Accéder au contenu.
Menu Sympa

starpu-devel - [Starpu-devel] starpu v1.1.0 released

Objet : Developers list for StarPU

Archives de la liste

[Starpu-devel] starpu v1.1.0 released


Chronologique Discussions 
  • From: Nathalie Furmento <nathalie.furmento@labri.fr>
  • To: starpu-announce@lists.gforge.inria.fr
  • Cc: starpu-devel@lists.gforge.inria.fr
  • Subject: [Starpu-devel] starpu v1.1.0 released
  • Date: Wed, 18 Dec 2013 13:33:42 +0100
  • List-archive: <http://lists.gforge.inria.fr/pipermail/starpu-devel>
  • List-id: "Developers list.

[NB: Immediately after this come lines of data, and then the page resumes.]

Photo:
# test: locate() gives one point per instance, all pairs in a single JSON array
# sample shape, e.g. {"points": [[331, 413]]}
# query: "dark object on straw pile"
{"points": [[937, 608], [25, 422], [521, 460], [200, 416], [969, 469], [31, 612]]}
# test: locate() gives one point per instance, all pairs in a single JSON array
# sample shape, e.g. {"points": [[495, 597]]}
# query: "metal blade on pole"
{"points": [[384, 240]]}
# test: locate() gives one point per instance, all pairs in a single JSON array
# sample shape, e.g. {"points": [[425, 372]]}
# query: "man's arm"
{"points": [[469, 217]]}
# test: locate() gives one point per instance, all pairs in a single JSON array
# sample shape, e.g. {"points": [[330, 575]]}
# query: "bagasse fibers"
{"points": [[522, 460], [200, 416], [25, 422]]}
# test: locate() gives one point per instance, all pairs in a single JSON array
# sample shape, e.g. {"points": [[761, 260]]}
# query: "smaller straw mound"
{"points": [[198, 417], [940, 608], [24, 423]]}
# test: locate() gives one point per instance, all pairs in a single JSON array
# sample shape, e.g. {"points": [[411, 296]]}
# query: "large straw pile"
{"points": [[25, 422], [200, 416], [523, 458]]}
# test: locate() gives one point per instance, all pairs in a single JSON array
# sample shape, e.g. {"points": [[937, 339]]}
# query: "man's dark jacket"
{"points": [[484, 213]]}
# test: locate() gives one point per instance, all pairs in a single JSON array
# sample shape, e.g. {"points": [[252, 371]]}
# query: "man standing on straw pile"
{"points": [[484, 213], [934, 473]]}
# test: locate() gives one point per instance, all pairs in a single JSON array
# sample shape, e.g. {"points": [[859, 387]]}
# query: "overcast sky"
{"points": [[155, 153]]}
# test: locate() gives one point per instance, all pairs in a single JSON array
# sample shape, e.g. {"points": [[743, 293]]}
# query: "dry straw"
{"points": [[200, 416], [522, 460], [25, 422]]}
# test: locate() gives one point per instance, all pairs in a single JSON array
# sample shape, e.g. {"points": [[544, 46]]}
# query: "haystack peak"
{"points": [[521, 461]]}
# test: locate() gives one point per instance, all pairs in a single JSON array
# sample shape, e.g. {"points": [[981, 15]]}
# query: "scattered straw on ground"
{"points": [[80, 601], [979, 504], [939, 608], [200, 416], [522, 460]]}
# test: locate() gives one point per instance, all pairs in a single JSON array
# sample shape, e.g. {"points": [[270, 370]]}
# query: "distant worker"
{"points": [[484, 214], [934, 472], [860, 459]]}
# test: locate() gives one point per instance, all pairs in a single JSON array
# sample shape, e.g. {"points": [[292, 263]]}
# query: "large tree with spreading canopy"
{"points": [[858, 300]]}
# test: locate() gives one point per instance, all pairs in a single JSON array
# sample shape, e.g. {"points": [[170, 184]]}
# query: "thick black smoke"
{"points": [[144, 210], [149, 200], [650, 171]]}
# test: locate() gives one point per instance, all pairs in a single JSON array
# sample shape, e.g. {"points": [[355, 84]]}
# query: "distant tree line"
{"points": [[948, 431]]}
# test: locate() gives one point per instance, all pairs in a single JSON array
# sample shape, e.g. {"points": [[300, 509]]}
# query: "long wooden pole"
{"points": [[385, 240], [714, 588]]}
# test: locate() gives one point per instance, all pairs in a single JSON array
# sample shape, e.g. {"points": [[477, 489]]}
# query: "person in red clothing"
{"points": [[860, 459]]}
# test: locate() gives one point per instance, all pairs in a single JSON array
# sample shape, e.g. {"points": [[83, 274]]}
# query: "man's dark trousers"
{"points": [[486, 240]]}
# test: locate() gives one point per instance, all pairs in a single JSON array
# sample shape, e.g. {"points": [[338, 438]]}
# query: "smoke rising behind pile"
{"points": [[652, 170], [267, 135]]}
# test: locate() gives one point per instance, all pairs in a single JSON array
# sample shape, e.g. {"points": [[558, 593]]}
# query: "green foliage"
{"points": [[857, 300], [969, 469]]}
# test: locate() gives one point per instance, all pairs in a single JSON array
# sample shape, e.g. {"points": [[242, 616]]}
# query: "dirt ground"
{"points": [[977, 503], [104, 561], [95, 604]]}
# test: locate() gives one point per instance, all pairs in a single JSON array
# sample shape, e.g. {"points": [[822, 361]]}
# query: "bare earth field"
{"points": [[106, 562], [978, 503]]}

For discussion of new features, code changes, etc." <starpu-devel.lists.gforge.inria.fr>

All,

The StarPU team is pleased to announce the release of v1.1.0, the scheduling
context release.

https://gforge.inria.fr/frs/?group_id=1570

This release notably brings the concept of scheduling contexts which allows
to separate computation resources.

If you have not tested the different rcs, the public API has been modified
compared to the 1.0.x releases. The script tools/dev/rename.sh is provided to
update your existing applications to use the new names. It is also possible
to compile with the pkg-config package starpu-1.0 to keep using the old
names. It is however recommended to update your code and to use the package
starpu-1.1.

Please test and let us know if you find any issue.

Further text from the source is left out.